The royal standard that flies over Windsor Castle or Buckingham Palace is packed full of symbolism. Much of that symbolism is associated with heraldry. Heraldry being the traditional art of developing images (mainly shields and coats of arms) that are used to recognise certain people and places. T
It is on a jousting pole
It is not a flag pole but one of the poles that you see when knights are jousting. Jousting is a very old sport that was intended to help the knights prepare for war. It is also quite a spectacle as two men ride horses towards each other holding a blunt pole with the intention of knocking the other off their horse.
A jousting pole also made a very good way of displaying a flag or probably in this case a pennant or a streamer. The pole was adapted to make it easier to hold while riding. In fact when you look closely at the logo you can see a handle that was intended to make it easier to keep hold of it while jousting.
Flags are rallying points
The thing about flags is that they have been used for centuries as markers or rallying points. Military colours i.e. the flags used by different regiments in the UK are treated with great respect. They are used mainly on ceremonial occasions these days.
There was a time when a standard was raised up on a battlefield to help soldiers work out their position in relation to others on the battlefield. Often the flag was the hottest part of the battle and could be picked up and carried by more than one soldier during the battle.
Is there anything on these flags?
Yes there is but it is rather to small to see in the logo. There are two lions passant guardant. Err what does that mean. A lion is a symbol often used in heraldry. It is used in different ways and there is a specialised vocabulary used to describe them. For example the lion on the school badge I used to have was rearing up on its hind legs and is known as a lion rampant.
I looked at the really large version of the logo and realised that there were two lions facing the same direction. I looked online to see if I could find a chart that would tell me the different terms used in heraldry for the position of the lions. Apparently the image of a whole lion is described using two adjectives. One describing the position of the body and one describing the position of the head.
According to the chart I saw the lions on the flag are passant. A lot of heraldic terms are based on French. A lion passant is striding or walking as if it is patrolling its territory or protecting its interests. I liked that idea.
The other adjective used for the lion is guardant. This refers to the position of the head. Basically a lion could look behind it at where it had been or ahead of it so it could see where it was doing or at at the viewer. Those lions were looking at the viewer so their heads are in the guardant position. In other words it is looking at what could endanger its interests i.e. at the viewer.

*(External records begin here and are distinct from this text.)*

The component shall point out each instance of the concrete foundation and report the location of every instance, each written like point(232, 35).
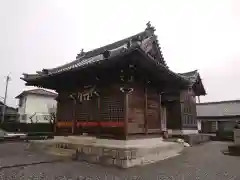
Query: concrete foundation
point(120, 153)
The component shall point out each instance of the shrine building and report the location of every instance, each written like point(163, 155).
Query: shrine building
point(122, 90)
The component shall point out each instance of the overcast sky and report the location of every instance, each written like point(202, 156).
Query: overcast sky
point(193, 34)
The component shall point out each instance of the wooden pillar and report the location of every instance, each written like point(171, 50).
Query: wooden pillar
point(126, 107)
point(74, 116)
point(98, 115)
point(146, 111)
point(160, 110)
point(56, 118)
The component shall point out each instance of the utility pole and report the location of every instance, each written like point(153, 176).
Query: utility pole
point(5, 98)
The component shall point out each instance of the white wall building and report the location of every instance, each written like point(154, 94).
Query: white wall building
point(35, 105)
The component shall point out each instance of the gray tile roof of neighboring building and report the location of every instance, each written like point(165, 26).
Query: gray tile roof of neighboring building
point(195, 81)
point(222, 108)
point(42, 92)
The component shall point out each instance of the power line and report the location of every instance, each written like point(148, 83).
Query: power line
point(5, 98)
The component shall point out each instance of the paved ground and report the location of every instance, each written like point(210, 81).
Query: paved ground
point(205, 162)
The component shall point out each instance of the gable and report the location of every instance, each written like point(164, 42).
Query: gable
point(146, 41)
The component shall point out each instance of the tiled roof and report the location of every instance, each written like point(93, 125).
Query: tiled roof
point(191, 76)
point(142, 40)
point(222, 108)
point(42, 92)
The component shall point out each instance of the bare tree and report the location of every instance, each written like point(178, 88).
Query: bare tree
point(52, 115)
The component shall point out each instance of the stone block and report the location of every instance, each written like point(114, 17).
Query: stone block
point(92, 158)
point(97, 151)
point(80, 149)
point(114, 153)
point(86, 149)
point(105, 160)
point(124, 154)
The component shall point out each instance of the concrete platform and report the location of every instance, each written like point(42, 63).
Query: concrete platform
point(120, 153)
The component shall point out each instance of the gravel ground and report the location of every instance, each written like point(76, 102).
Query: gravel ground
point(205, 162)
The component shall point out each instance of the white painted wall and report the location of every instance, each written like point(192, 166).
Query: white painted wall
point(38, 104)
point(21, 109)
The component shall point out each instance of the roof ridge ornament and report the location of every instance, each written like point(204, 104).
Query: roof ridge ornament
point(81, 54)
point(150, 28)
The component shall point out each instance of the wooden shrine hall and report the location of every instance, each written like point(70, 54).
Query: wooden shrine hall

Yes there are two lions not three. Many from the UK will know the symbolism of the three lions. It is used on the chest of the jerseys or team shirts of those representing England in a variety of sports. For a business whose headquarters is in Wales that is not really appropriate is it After all they were once separate countries that occasionally went to war against each other although they are now both part of the United Kingdom and have been for centuries.